Prized tax break stumbling block for reform
Revamping the tax system for U.S. businesses was supposed to be the easier part for Republicans and Democrats.
But dig a little deeper, and it’s clear that the two parties will have problems making the numbers work on the corporate tax side, even though they have more agreement there than when it comes to taxing individuals.
{mosads}The largest of those math problems is accelerated depreciation, which allows businesses to write off the cost of investments more quickly than they actually decrease in value. Economists say the incentive is good for growth, and neither party is particularly keen on paring it back.
But as former House Ways and Means Chairman Dave Camp (R-Mich.) found out last year, it’s awfully difficult to get the top corporate rate from 35 percent to 25 percent without broadening out expensing schedules.
“That’s where the money is,” said William Gale of the Brookings Institution.
Gale, who worked on George H.W. Bush’s Council of Economic Advisers, noted that slicing two breaks in particular – accelerated depreciation and the deduction for business interest – would do the most to reduce the corporate tax rate.
“Even getting the rate down to 28 or 30 looks really hard without them,” Gale told The Hill.
The Obama administration renewed its push this week for business tax reform, with Treasury Secretary Jack Lew making the case that the differences on individual taxation are too stark right now to make a deal.
Top Republicans have said they’re willing to consider the idea, as long as a tax revamp suitably took care of the businesses that pay taxes through the individual system. And both Obama and Sen. Joni Ernst (R-Iowa), who gave the GOP response to the State of the Union this week, insisted that Washington needs to come together to get rid of tax loopholes that favor the well-off.
But as accelerated depreciation shows, the most expensive tax breaks are often both broadly popular and serve a policy goal favored by lawmakers. That’s also true on the individual side, where the most costly incentives include the deductions for home mortgage interest and for charitable donations.
Those problems have befuddled officials who have tried to revamp the tax code since it was last successfully done in 1986 – when, analysts say, there were more egregious tax breaks waiting to be scrapped.
Accelerated depreciation, which costs more than $700 billion over a decade, allows businesses to write off dozens and dozens of investments more quickly – theme parks in seven years instead of 12.5, farm equipment in seven years instead of 10 and electric plants in 20 years instead of 50, to name a few.
Camp got rid of those faster depreciation schedules to hit his longtime goal of reducing the top corporate rate to 25 percent. The administration’s goal on that front is 28 percent, and Lew suggested this week that a streamlined system would allow businesses to worry less about their taxes.

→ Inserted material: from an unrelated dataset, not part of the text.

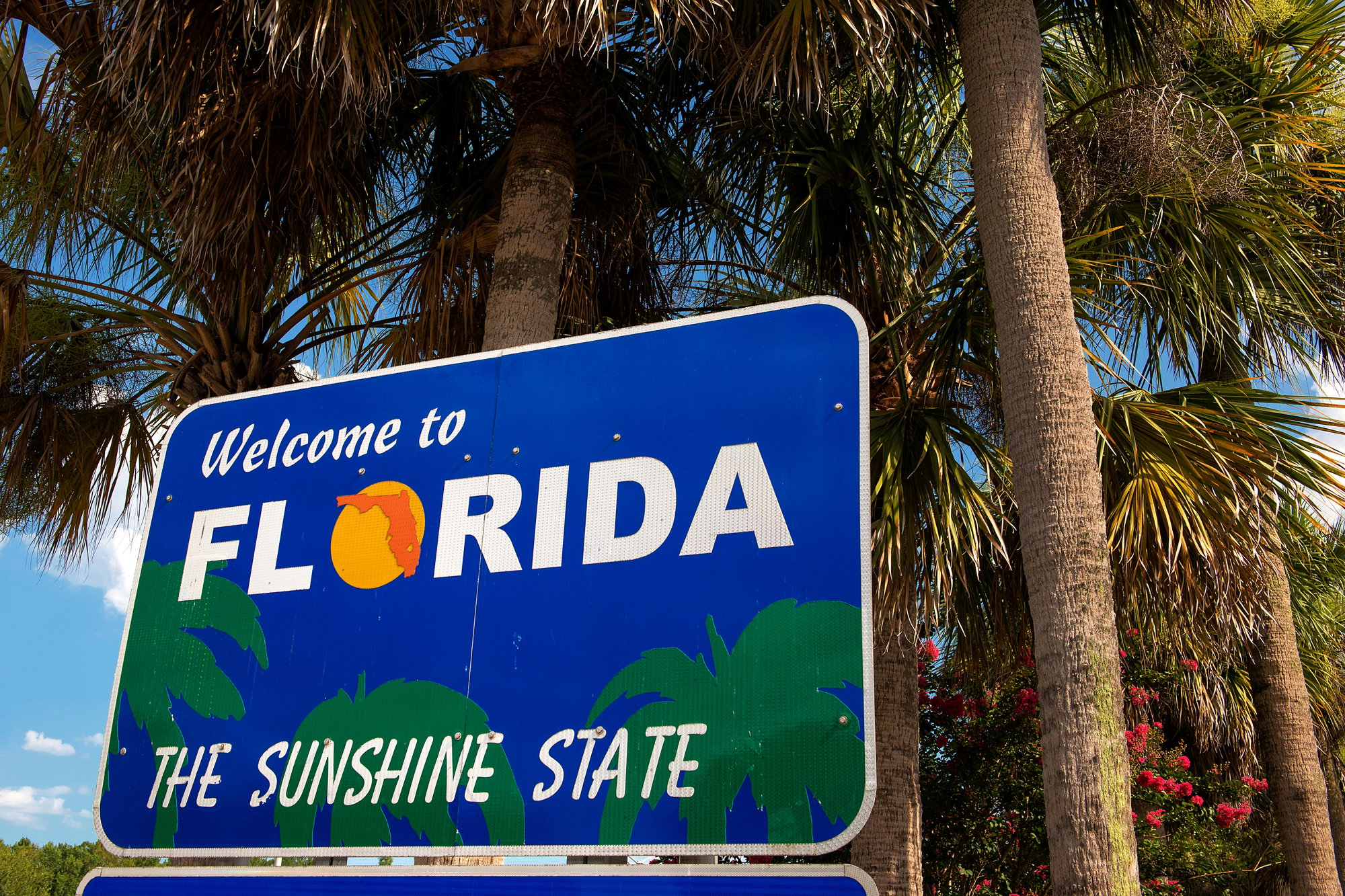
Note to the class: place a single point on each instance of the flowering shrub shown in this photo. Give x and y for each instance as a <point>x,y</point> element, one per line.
<point>981,783</point>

“The kind of approach we’ve taken will lead to a lot of individual decisions, which when you add them together, will lead to more economic growth,” Lew said at the Brookings Institution.

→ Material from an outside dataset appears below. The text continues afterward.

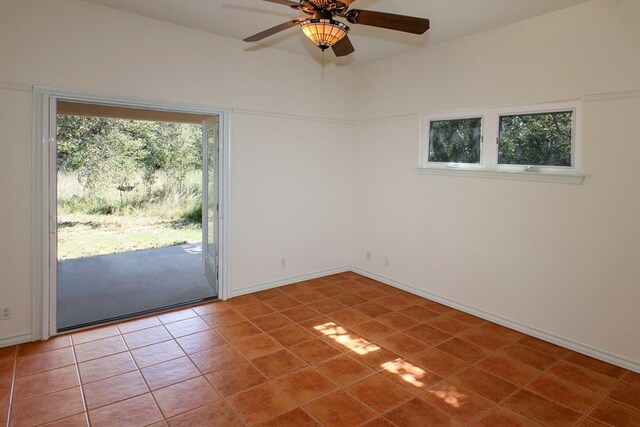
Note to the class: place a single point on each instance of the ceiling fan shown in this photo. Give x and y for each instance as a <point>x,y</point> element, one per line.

But for groups on the right, Camp’s treatment of accelerated depreciation might have been the biggest drawback of his entire plan, which failed to catch fire with leaders in either party.
Conservative groups and the Joint Committee on Taxation found that the plan could be a drag on economic growth. Ryan Ellis of Americans for Tax Reform, which keeps the anti-tax pledge signed by most GOP lawmakers, insisted that it would be counterproductive for tax writers to slash the corporate tax rate by forcing businesses to write off expenses over a longer period of time.
Ellis argued that dynamic scoring – which tries to take into account the economic growth that comes from cutting taxes – could give more breathing room to the new Ways and Means chairman, Rep. Paul Ryan (R-Wis.), and Senate Finance Chairman Orrin Hatch (R-Utah).
So would making a slew of temporary tax breaks permanent, which would mean that Congress wouldn’t have to find offsets to keep them in place in tax reform – or, Ellis said, cutting some tax breaks for high-earning individuals, instead of for businesses, to pay for a lower corporate rate.
“It’s just exceedingly difficult,” Ellis said, referring to a way to keep accelerated depreciation and bring the corporatre rate down sufficiently. “I don’t see how you can do it within the traditional static scoring model.”
Lawmakers saw it much the same way. “You can’t just throw it to the wind,” said Rep. Sandy Levin (Mich.), the top Democrat at Ways and Means – it being accelerated depreciation.
Rep. Kevin Brady (R-Texas) added that he hoped that tax writers could learn from the problems Camp ran into when he ended the prized tax break. “It ought to be one of the last things we look at jettisoning,” he said. “I’d like to look at some other avenues.”
The problem is, those avenues might leave lawmakers with a tax reform package they still found wanting.
Ed Lorenzen of the Committee for a Responsible Federal Budget projected that cutting every corporate tax break and keeping accelerated depreciation would only get the top rate down to 31 percent. Lorenzen speculated that paring back the deduction for business interest could help get the rate to the mid-20s, if those dozens of tax breaks were made permanent.
But that sort of plan would also run into a host of obstacles politically, and some analysts have sounded skeptical that dynamic scoring would be that much of a boon for would-be reformers.
“Dynamic scoring is not going to save them,” Gale said.